3,000 miles away across the country for a few days was long enough for me to realize that I am, and always will be, in a New York state of mind. Distant cities always hold the possibility that I’ll find what I’m looking for once I get there, but somehow I’m always let down (so much expectation and disappointment you’d think I’d have learned by now).

Sure, after 5 and a half hours smashed against the window next to a woman who does nothing but snore and kiss her girlfriend and hold her hand during turbulence, and constantly adjust herself and ask you ridiculously personal questions ("No, I don’t think your friend should be pressuring you into having baby just because you’re nearing forty," and "I guess I never really thought about falling in love with someone who already had a kid," and "Yes, you did just elbow me in the arm...again,") - you can be ready to jump out into just about any city in the world.
(What is it about tight enclosed spaces that makes people want to become best friends? I’d much rather spend that time floating at 29,000 feet with my life hanging in the balance, looking out over the passing states - Pennsylvania, Iowa, Colorado, Nevada... - and have some time to myself. think).

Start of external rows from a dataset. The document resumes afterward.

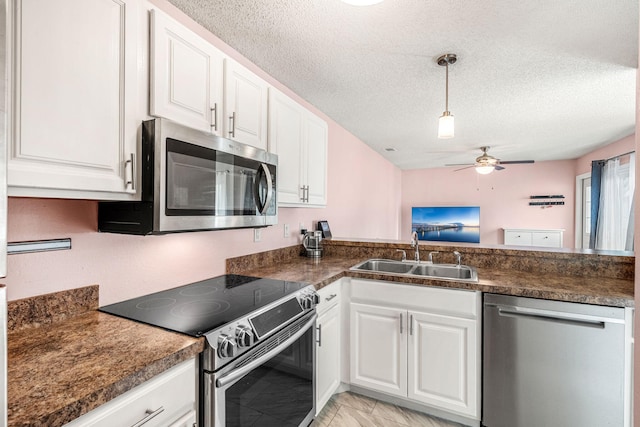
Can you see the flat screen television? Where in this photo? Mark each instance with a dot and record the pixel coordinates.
(447, 223)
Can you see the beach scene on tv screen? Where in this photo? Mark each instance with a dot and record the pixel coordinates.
(447, 224)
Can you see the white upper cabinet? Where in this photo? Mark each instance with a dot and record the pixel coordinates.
(186, 76)
(75, 104)
(245, 105)
(300, 139)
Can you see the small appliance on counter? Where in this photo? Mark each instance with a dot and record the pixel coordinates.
(312, 242)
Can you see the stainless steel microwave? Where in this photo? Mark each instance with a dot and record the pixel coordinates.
(194, 180)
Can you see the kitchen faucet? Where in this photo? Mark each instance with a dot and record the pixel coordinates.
(414, 244)
(458, 256)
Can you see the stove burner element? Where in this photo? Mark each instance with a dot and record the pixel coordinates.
(200, 308)
(198, 290)
(155, 303)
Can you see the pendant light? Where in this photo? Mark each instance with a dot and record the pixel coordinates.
(445, 124)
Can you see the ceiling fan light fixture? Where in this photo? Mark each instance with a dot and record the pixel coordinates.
(445, 124)
(485, 169)
(362, 2)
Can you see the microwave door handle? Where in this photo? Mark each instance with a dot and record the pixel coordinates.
(263, 206)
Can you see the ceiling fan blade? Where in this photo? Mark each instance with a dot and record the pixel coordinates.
(470, 166)
(515, 162)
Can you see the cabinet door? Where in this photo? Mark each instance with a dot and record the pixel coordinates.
(379, 348)
(76, 99)
(316, 139)
(245, 105)
(443, 362)
(186, 76)
(328, 356)
(285, 139)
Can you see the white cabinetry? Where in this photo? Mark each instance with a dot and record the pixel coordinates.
(186, 76)
(171, 396)
(328, 344)
(533, 237)
(300, 139)
(418, 343)
(76, 103)
(245, 105)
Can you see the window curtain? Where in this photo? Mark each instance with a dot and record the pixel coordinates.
(596, 180)
(615, 206)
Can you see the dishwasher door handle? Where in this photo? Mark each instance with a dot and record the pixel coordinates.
(566, 318)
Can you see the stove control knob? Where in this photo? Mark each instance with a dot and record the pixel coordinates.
(244, 336)
(226, 346)
(307, 301)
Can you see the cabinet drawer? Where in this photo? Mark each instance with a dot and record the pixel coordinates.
(330, 296)
(174, 391)
(518, 238)
(551, 240)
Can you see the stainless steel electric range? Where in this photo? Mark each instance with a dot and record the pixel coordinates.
(257, 368)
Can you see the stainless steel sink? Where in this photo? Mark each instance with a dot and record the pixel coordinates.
(461, 273)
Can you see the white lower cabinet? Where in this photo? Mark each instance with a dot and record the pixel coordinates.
(328, 344)
(171, 396)
(417, 343)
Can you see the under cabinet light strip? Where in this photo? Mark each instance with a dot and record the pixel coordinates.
(38, 246)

And California is too sunny with too many barren hills and too much open sky that it makes me feel uncomfortable. Where are all the tall buildings? Where are all of the angry people with purpose? Why does everyone walk so slow? Why doesn’t anyone honk their horns here when they drive? I could never make it. I’m much too cynical and bitter and realistic to ever be happy in such a place.

All I know about home is that it means a whole manner of things depending on who you are and where you’ve come from. It’s always shifting, roots uprooting and replanting in different cities and houses and apartments and rooms and streets all over the world (though I’m pretty sure that we’re all looking for the same thing to return to at the end of the day). I figure I’m always disappointed because I’ve already found my place.

Grass-is-greener isn’t always a good mentality to have, because you can spend so much time looking for something that might be better, that you lose sight of how great you’ve already got it. Give me the powerful streets of Manhattan, with their endless, streaming chorus of strong voices and passions any day.

Like anything else you choose to come back to in life, Manhattan makes more sense coming than going (what a thing to miss something that's been under your nose the whole time!) - and oh how happy I was to be home.